Empowering Affected Individuals to Shape AI Fairness Assessments: Processes, Criteria, and Tools
Lin Luo, Satwik Ghanta, Yuri Nakao, Mathieu Chollet, Simone Stumpf
TL;DR
AI fairness assessments have traditionally been conducted by experts or regulators using predefined metrics, often neglecting the fairness notions of those affected by decisions. This study partners 18 decision subjects in a credit-rating scenario and uses an interactive prototype to ground lay fairness notions in model features and translate them into concrete, operational criteria. It documents a two-phase process (grounding notions and translating them into metrics) and reveals a diverse set of criteria across outcome and procedural fairness, including custom and combined metrics. The findings yield design implications for processes and tools to support inclusive, value-sensitive fairness assessment, demonstrating the feasibility and potential impact of stakeholder-driven fairness criteria in real-world AI systems.
Abstract
AI systems are increasingly used in high-stakes domains such as credit rating, where fairness concerns are critical. Existing fairness assessments are typically conducted by AI experts or regulators using predefined protected attributes and metrics, which often fail to capture the diversity and nuance of fairness notions held by the individuals who are affected by these systems' decisions, such as decision subjects. Recent work has therefore called for involving affected individuals in fairness assessment, yet little empirical evidence exists on how they create their own fairness criteria or what kinds of criteria they produce - knowledge that could not only inform experts' fairness evaluation and mitigation, but also guide the design of AI assessment tools.

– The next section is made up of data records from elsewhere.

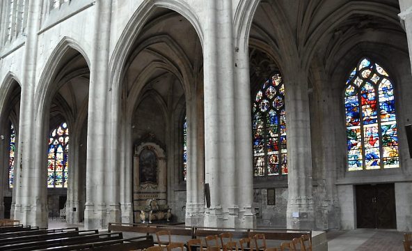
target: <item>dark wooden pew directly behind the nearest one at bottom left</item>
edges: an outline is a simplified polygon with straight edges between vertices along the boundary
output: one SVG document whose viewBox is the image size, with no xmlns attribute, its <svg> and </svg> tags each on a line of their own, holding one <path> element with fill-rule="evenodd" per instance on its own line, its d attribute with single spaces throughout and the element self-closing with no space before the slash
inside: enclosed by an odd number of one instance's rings
<svg viewBox="0 0 412 251">
<path fill-rule="evenodd" d="M 14 251 L 30 251 L 45 248 L 61 247 L 62 245 L 79 245 L 88 243 L 97 243 L 102 241 L 114 241 L 123 238 L 121 232 L 106 233 L 106 234 L 91 234 L 87 236 L 74 236 L 57 238 L 47 241 L 31 241 L 26 243 L 15 243 L 0 247 L 0 250 L 14 250 Z"/>
</svg>

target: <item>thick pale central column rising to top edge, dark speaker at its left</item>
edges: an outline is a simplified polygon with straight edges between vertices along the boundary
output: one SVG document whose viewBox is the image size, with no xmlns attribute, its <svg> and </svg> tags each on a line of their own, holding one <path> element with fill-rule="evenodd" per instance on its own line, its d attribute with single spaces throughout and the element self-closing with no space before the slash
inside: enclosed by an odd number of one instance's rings
<svg viewBox="0 0 412 251">
<path fill-rule="evenodd" d="M 206 1 L 205 8 L 205 170 L 211 197 L 205 225 L 234 227 L 239 206 L 233 177 L 237 170 L 232 1 Z"/>
</svg>

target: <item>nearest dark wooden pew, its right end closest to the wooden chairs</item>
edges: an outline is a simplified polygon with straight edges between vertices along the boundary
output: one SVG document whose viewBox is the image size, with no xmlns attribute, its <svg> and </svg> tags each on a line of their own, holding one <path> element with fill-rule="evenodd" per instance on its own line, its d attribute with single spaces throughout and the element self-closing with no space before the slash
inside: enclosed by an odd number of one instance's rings
<svg viewBox="0 0 412 251">
<path fill-rule="evenodd" d="M 114 241 L 100 241 L 96 243 L 78 244 L 78 245 L 61 245 L 54 248 L 39 249 L 38 251 L 46 250 L 98 250 L 98 251 L 129 251 L 129 250 L 143 250 L 152 247 L 152 236 L 138 236 L 134 238 L 126 238 Z"/>
</svg>

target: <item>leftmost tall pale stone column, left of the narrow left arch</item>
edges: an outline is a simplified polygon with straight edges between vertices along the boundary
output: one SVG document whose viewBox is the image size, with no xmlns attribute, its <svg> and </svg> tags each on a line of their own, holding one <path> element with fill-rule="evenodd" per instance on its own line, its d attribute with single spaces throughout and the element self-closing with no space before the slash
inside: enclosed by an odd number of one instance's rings
<svg viewBox="0 0 412 251">
<path fill-rule="evenodd" d="M 26 43 L 22 63 L 22 102 L 19 116 L 19 149 L 17 150 L 17 179 L 15 183 L 16 220 L 24 225 L 47 227 L 47 188 L 44 166 L 35 161 L 36 148 L 42 128 L 35 130 L 35 67 L 40 29 L 40 1 L 29 1 Z M 39 134 L 40 132 L 40 134 Z M 35 137 L 33 137 L 35 135 Z M 33 163 L 35 163 L 33 165 Z"/>
</svg>

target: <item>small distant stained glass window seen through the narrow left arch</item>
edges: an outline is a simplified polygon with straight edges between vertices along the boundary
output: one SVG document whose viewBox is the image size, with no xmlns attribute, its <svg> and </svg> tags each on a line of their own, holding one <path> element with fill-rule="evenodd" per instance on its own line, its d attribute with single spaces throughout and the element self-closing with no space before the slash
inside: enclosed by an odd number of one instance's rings
<svg viewBox="0 0 412 251">
<path fill-rule="evenodd" d="M 49 137 L 47 188 L 68 187 L 69 128 L 66 123 L 54 129 Z"/>
</svg>

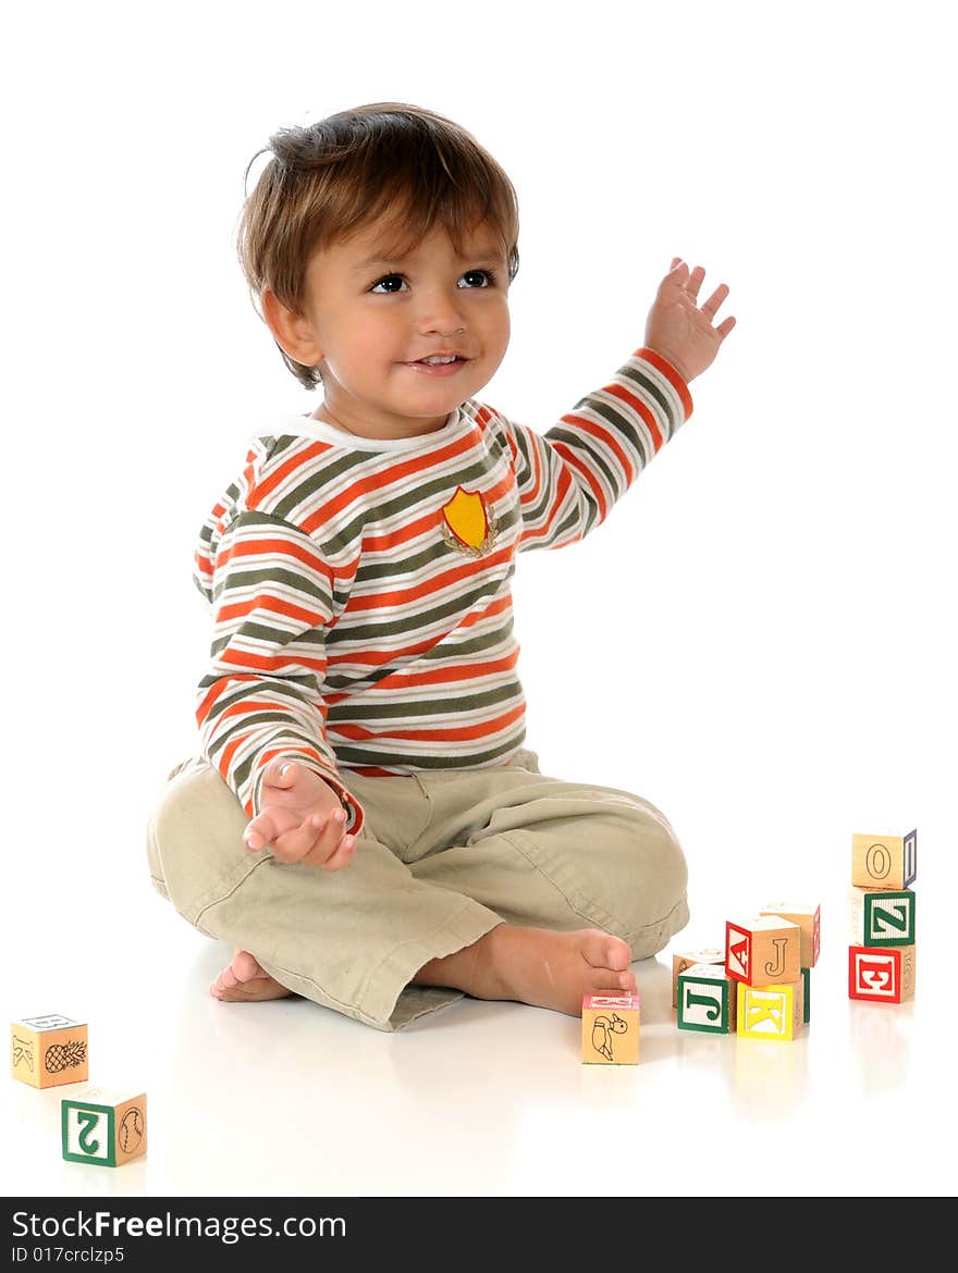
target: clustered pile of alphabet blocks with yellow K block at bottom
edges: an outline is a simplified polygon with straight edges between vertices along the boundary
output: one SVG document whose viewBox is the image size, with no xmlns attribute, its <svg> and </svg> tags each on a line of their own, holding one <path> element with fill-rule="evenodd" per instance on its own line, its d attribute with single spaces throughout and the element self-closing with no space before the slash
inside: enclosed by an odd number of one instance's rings
<svg viewBox="0 0 958 1273">
<path fill-rule="evenodd" d="M 776 901 L 725 924 L 724 951 L 687 964 L 673 957 L 679 1030 L 736 1034 L 787 1043 L 810 1018 L 811 969 L 818 962 L 822 910 Z"/>
</svg>

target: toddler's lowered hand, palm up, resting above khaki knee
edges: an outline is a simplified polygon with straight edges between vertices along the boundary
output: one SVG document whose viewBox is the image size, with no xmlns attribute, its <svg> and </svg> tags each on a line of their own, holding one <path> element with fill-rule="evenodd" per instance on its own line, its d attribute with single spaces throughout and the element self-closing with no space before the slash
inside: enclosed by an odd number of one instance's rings
<svg viewBox="0 0 958 1273">
<path fill-rule="evenodd" d="M 344 834 L 339 796 L 306 765 L 275 760 L 262 779 L 260 812 L 247 822 L 243 841 L 259 852 L 270 847 L 279 862 L 341 871 L 353 861 L 355 836 Z"/>
</svg>

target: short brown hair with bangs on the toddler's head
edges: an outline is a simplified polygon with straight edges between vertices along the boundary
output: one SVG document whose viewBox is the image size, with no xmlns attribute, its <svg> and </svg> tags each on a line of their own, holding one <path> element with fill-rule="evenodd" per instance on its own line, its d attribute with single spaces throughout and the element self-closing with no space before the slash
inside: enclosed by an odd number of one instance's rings
<svg viewBox="0 0 958 1273">
<path fill-rule="evenodd" d="M 383 246 L 404 256 L 438 223 L 457 252 L 480 222 L 499 238 L 508 280 L 518 271 L 518 200 L 512 182 L 475 137 L 442 115 L 404 102 L 373 102 L 325 120 L 280 129 L 246 168 L 273 158 L 246 196 L 237 248 L 254 308 L 269 286 L 302 314 L 306 267 L 315 252 L 385 218 L 403 242 Z M 246 179 L 245 177 L 245 179 Z M 279 345 L 276 346 L 279 348 Z M 321 383 L 280 348 L 307 390 Z"/>
</svg>

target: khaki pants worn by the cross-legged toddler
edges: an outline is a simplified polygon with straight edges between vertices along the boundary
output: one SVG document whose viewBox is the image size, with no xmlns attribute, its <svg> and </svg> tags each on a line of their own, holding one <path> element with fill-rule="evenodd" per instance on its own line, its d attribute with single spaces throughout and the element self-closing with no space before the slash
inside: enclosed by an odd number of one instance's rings
<svg viewBox="0 0 958 1273">
<path fill-rule="evenodd" d="M 688 923 L 685 859 L 665 817 L 608 787 L 508 765 L 349 775 L 366 810 L 344 871 L 251 853 L 215 769 L 173 770 L 148 833 L 155 889 L 200 932 L 250 951 L 288 989 L 378 1030 L 462 997 L 410 985 L 501 922 L 601 928 L 633 959 Z"/>
</svg>

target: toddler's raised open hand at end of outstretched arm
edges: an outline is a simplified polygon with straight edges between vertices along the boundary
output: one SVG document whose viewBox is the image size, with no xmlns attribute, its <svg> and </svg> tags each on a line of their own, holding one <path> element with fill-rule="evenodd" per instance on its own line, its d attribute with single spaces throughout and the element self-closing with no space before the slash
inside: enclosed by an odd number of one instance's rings
<svg viewBox="0 0 958 1273">
<path fill-rule="evenodd" d="M 724 283 L 704 304 L 698 304 L 704 276 L 701 265 L 689 271 L 682 257 L 674 257 L 646 320 L 646 348 L 670 362 L 687 383 L 712 365 L 719 346 L 735 326 L 733 317 L 713 326 L 716 311 L 729 295 Z"/>
</svg>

We address this gap through a qualitative user study with 18 participants in a credit rating scenario. Participants first articulated their fairness notions in their own words. Then, participants turned them into concrete quantified and operationalized fairness criteria, through an interactive prototype we designed. Our findings provide empirical evidence of the process through which people's fairness notions emerge via grounding in model features, and uncover a diverse set of individuals' custom-defined criteria for both outcome and procedural fairness. We provide design implications for processes and tools that support more inclusive and value-sensitive AI fairness assessment.